Faz por isso sentido que as entidades públicas tenham obrigações de segurança, e obrigações exigentes, uma vez que os nefastos efeitos da sua negligência ou inacção em caso de ciberataque se repercutem na população.

O que aqui descrevo não é propriamente matéria de opinião, é algo que está legislado e que convém recordar.

Com a recente publicação do Decreto-Lei n.º 65/2021, de 30 de Julho, que regulamenta o Regime Jurídico da Segurança do Ciberespaço (Lei n.º 46/2018, de 13 de Agosto, que transpôs a Directiva (UE) 2016/1148, do Parlamento Europeu e do Conselho, de 6 de Julho de 2016), as entidades públicas ficaram obrigadas a cumprir medidas técnicas e organizativas para gerir os riscos que se colocam à segurança das redes e dos sistemas de informação que utilizam, garantindo um nível de segurança adequado ao risco em causa, tendo em conta os progressos técnicos mais recentes.

E estão obrigadas a realizar uma análise dos riscos em relação a todos os activos que garantam a continuidade do funcionamento das redes e dos sistemas de informação que utilizam e, no caso dos operadores de serviços essenciais, também em relação aos activos que garantam a prestação dos serviços essenciais.

Na sequência dessa análise dos riscos, as entidades devem adoptar as medidas técnicas e organizativas adequadas para gerir os riscos que se colocam à segurança das redes e dos sistemas de informação que utilizam, e que resultem, nomeadamente, de normativo complementar sectorial aprovado pelo Centro Nacional de Cibersegurança (CNCS) ou do Quadro Nacional de Referência de Cibersegurança, e respectivas disposições complementares, elaborado pelo CNCS.

Estas normas do Decreto-Lei n.º 65/2021 não são meramente programáticas. O diploma prevê contra-ordenações em caso de incumprimento, que podem chegar aos 50 mil euros, e a negligência é punível.

É verdade que a parte mais significativa dessas normas só entra em vigor no final de Julho de 2022. No entanto, tendo em conta o desafio tecnológico que está em causa e as tradicionais dificuldades de contratação e implementação associadas às entidades públicas, não pode dizer-se que esse prazo seja muito longo.

Mas o importante, e é este o ponto deste artigo, é deixar evidenciado que, em tempos de ciberataques, cada vez mais frequentes, as entidades públicas têm deveres e responsabilidades.

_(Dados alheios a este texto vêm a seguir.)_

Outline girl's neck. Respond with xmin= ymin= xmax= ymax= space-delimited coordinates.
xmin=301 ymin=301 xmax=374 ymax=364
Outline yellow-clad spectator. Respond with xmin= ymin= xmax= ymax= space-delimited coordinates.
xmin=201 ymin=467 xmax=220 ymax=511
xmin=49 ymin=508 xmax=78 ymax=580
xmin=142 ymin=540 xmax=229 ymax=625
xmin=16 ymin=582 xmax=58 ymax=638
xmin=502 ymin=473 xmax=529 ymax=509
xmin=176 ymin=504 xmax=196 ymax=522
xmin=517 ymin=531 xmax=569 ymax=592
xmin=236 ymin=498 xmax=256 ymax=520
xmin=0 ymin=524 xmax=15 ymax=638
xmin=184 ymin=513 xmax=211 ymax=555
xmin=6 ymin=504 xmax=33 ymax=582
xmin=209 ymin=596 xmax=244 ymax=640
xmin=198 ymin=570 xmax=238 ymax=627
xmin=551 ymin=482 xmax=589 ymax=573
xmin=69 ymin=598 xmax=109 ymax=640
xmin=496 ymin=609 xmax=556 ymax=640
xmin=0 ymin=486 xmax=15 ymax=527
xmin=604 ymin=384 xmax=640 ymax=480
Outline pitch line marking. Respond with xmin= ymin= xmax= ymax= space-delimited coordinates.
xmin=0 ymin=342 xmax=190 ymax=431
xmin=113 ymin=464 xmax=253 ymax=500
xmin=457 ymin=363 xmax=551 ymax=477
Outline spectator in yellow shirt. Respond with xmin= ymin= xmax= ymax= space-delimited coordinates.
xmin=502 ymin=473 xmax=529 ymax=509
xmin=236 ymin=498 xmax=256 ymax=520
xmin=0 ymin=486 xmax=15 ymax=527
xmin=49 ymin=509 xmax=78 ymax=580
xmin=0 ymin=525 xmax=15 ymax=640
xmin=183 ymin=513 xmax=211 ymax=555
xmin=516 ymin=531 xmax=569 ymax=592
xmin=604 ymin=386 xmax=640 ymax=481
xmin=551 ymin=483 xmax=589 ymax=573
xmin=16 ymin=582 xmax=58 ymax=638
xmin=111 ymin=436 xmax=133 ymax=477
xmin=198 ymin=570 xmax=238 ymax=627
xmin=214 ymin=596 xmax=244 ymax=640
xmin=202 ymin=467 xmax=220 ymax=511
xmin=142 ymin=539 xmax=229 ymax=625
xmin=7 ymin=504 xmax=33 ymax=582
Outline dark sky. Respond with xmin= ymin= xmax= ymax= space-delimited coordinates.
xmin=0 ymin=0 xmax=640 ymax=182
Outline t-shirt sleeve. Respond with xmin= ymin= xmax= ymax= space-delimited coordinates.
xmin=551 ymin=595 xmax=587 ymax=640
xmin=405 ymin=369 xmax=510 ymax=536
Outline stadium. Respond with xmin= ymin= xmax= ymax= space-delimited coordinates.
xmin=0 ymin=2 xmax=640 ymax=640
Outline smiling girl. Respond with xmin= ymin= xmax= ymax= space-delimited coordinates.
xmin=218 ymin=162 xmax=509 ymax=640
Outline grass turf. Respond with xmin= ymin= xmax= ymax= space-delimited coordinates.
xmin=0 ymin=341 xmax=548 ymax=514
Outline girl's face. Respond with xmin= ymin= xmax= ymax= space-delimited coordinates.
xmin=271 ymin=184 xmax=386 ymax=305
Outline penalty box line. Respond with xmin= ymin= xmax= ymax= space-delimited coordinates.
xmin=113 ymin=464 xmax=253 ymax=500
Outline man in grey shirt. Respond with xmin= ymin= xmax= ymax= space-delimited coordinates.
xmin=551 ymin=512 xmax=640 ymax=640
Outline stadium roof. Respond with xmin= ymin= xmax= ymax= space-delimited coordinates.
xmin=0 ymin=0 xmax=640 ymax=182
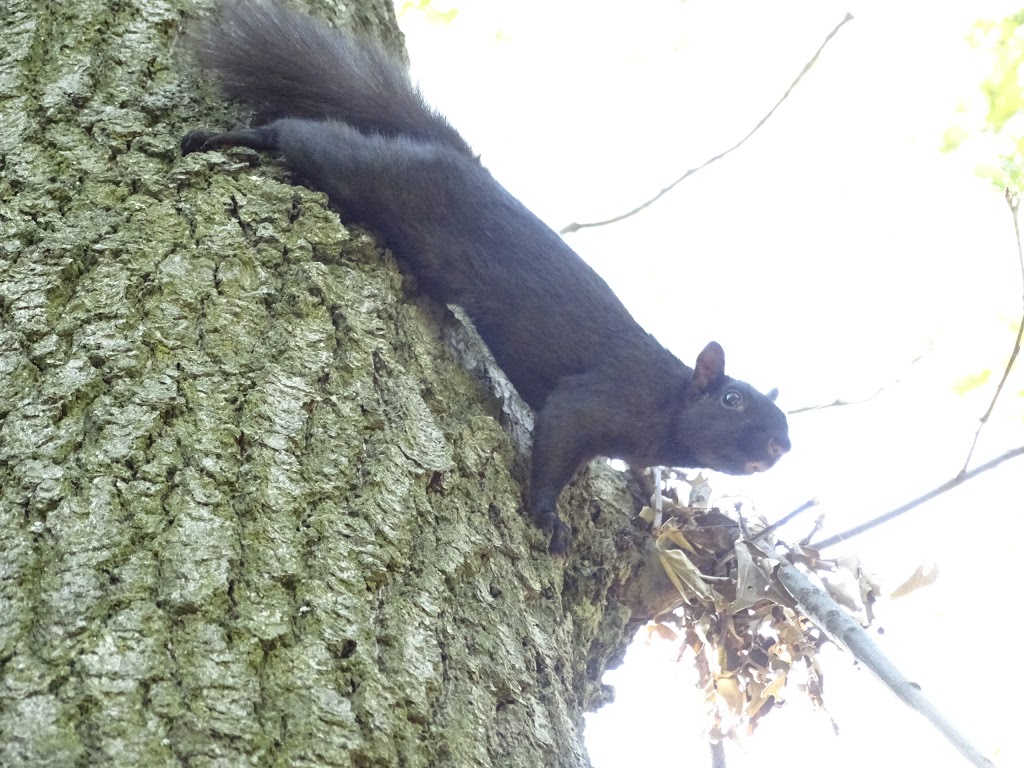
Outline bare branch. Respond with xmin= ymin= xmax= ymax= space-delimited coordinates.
xmin=774 ymin=552 xmax=991 ymax=768
xmin=961 ymin=186 xmax=1024 ymax=474
xmin=785 ymin=352 xmax=928 ymax=416
xmin=559 ymin=13 xmax=853 ymax=234
xmin=751 ymin=499 xmax=819 ymax=542
xmin=810 ymin=445 xmax=1024 ymax=550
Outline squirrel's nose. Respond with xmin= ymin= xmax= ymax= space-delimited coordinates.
xmin=768 ymin=437 xmax=790 ymax=461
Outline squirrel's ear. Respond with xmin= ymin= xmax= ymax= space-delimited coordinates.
xmin=693 ymin=341 xmax=725 ymax=392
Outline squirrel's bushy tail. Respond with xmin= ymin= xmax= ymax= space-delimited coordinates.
xmin=194 ymin=2 xmax=472 ymax=155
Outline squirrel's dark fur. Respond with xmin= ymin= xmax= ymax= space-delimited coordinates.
xmin=181 ymin=3 xmax=790 ymax=553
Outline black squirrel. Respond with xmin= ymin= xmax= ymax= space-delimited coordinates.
xmin=181 ymin=2 xmax=790 ymax=554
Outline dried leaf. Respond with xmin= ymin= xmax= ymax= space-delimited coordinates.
xmin=889 ymin=562 xmax=939 ymax=599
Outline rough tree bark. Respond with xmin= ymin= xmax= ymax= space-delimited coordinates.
xmin=0 ymin=0 xmax=679 ymax=768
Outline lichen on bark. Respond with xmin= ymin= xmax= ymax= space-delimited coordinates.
xmin=0 ymin=0 xmax=671 ymax=766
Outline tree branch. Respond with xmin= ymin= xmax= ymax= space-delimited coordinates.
xmin=762 ymin=557 xmax=995 ymax=768
xmin=785 ymin=352 xmax=928 ymax=416
xmin=810 ymin=445 xmax=1024 ymax=550
xmin=559 ymin=13 xmax=853 ymax=234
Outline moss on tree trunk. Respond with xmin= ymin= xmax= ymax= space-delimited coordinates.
xmin=0 ymin=0 xmax=675 ymax=768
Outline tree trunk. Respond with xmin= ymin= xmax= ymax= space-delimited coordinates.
xmin=0 ymin=0 xmax=679 ymax=768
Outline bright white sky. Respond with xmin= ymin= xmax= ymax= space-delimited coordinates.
xmin=398 ymin=0 xmax=1024 ymax=768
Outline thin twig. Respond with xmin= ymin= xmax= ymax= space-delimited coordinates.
xmin=961 ymin=186 xmax=1024 ymax=474
xmin=751 ymin=499 xmax=819 ymax=542
xmin=762 ymin=561 xmax=994 ymax=768
xmin=560 ymin=13 xmax=853 ymax=234
xmin=810 ymin=445 xmax=1024 ymax=550
xmin=785 ymin=352 xmax=928 ymax=416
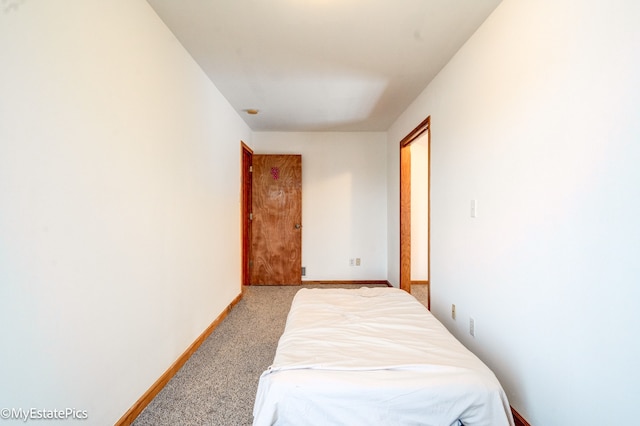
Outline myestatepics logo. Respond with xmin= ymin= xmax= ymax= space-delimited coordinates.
xmin=0 ymin=408 xmax=89 ymax=422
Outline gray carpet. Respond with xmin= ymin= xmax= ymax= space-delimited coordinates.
xmin=133 ymin=285 xmax=426 ymax=426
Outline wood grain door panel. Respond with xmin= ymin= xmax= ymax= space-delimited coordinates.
xmin=251 ymin=155 xmax=302 ymax=285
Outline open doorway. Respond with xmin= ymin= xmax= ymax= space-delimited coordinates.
xmin=400 ymin=117 xmax=431 ymax=308
xmin=240 ymin=142 xmax=253 ymax=285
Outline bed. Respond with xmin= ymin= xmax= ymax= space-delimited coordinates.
xmin=253 ymin=287 xmax=513 ymax=426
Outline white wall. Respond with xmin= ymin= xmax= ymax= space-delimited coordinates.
xmin=388 ymin=0 xmax=640 ymax=426
xmin=253 ymin=132 xmax=387 ymax=280
xmin=0 ymin=0 xmax=251 ymax=424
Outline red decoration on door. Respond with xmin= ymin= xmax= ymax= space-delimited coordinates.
xmin=271 ymin=167 xmax=280 ymax=180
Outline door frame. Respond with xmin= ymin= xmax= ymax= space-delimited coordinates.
xmin=400 ymin=116 xmax=431 ymax=309
xmin=240 ymin=141 xmax=253 ymax=286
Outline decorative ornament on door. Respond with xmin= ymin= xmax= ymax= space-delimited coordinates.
xmin=271 ymin=167 xmax=280 ymax=180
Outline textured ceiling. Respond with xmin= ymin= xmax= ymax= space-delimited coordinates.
xmin=147 ymin=0 xmax=500 ymax=131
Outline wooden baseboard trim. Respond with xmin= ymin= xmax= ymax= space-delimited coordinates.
xmin=302 ymin=280 xmax=392 ymax=287
xmin=115 ymin=289 xmax=244 ymax=426
xmin=511 ymin=407 xmax=531 ymax=426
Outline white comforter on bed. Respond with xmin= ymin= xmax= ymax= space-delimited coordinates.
xmin=253 ymin=287 xmax=513 ymax=426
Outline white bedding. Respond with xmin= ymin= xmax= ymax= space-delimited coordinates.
xmin=253 ymin=287 xmax=513 ymax=426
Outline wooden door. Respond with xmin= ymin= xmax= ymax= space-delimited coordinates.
xmin=251 ymin=154 xmax=302 ymax=285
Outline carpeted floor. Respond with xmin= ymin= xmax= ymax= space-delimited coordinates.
xmin=133 ymin=284 xmax=426 ymax=426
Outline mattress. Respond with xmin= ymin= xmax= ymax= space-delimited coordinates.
xmin=253 ymin=287 xmax=513 ymax=426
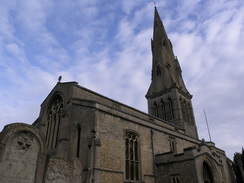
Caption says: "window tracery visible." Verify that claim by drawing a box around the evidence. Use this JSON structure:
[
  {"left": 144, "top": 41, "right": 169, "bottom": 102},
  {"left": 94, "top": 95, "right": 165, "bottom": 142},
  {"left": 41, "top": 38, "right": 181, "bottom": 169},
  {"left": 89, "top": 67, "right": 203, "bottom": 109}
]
[
  {"left": 125, "top": 132, "right": 140, "bottom": 181},
  {"left": 46, "top": 95, "right": 63, "bottom": 150}
]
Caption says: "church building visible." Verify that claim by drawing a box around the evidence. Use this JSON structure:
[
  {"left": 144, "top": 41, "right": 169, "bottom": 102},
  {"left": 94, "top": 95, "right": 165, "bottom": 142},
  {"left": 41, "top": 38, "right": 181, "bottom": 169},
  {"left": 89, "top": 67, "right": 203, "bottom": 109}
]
[{"left": 0, "top": 7, "right": 234, "bottom": 183}]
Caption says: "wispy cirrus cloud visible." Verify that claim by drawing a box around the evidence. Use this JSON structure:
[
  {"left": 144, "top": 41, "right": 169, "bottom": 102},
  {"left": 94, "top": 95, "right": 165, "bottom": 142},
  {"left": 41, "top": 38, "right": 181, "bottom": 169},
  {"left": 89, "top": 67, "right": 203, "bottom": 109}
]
[{"left": 0, "top": 0, "right": 244, "bottom": 157}]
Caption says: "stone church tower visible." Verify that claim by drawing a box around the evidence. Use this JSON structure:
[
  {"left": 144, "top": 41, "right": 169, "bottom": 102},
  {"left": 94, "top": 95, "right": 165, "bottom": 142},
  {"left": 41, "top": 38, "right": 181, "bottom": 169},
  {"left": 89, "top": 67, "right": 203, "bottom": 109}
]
[
  {"left": 0, "top": 8, "right": 235, "bottom": 183},
  {"left": 146, "top": 7, "right": 198, "bottom": 138}
]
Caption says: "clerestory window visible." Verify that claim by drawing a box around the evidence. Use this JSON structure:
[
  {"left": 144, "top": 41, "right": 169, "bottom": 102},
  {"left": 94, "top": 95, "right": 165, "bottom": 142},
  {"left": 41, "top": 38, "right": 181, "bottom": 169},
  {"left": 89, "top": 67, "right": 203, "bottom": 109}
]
[{"left": 125, "top": 132, "right": 140, "bottom": 181}]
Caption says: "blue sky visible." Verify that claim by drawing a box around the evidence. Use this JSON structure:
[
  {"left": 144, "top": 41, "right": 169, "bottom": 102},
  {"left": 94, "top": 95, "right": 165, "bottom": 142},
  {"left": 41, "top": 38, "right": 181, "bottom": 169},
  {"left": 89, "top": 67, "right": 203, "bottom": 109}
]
[{"left": 0, "top": 0, "right": 244, "bottom": 158}]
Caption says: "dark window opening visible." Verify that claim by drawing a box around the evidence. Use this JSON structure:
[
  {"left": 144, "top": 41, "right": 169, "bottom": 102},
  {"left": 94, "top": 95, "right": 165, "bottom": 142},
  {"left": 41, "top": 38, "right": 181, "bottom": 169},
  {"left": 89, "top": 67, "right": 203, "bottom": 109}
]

E a sua responsabilidade não está seguramente limitada aos montantes das contra-ordenações que terão de pagar em caso de incumprimento. Essa é apenas uma parte, que tem intuito mais dissuasor do que de outra coisa.

É que a falta de medidas de segurança das redes e dos sistemas de informação por parte das entidades públicas, mesmo que negligente, pode prejudicar e causar severos danos a pessoas e empresas.

E por mais que a causa primeira desse prejuízo ou dano seja o ciberataque, não é menos verdade que a falta de actuação da entidade pública pode ter um papel determinante no êxito do ataque se vier a confirmar-se que esta ignorou as suas obrigações de implementar medidas de segurança das redes e dos sistemas de informação.

Não podendo os cidadãos ficar reféns da negligência e da inacção das entidades públicas a este respeito, e ainda que o Decreto-Lei n.º 65/2021 não se aventure por aí, não vejo como negar-se a ideia de responsabilidade civil das entidades públicas em caso de incumprimento das obrigações previstas naquele diploma assim que estas entrem em vigor.

A partir do momento em que estas obrigações estão definidas, faltar ao seu cumprimento torna-se matéria de responsabilidade.

A consideração dessa responsabilidade traduz-se num enorme desafio para as entidades públicas. Não são apenas os CEOs das empresas que têm de perceber que a cibersegurança é um investimento e não um qualquer improvável evento: são também os decisores e gestores públicos que neste momento têm essa obrigação – e é um dever legal.

É fundamental que se compreenda que os novos riscos obrigam a novas respostas, e que a adesão ao digital implica, também da parte das organizações públicas, uma capacidade reforçada de proteger o que é de todos, num contexto de ameaça que é, também, um desafio para a nossa própria soberania e modo de vida.

Nota: O autor escreve ao abrigo do antigo acordo ortográfico.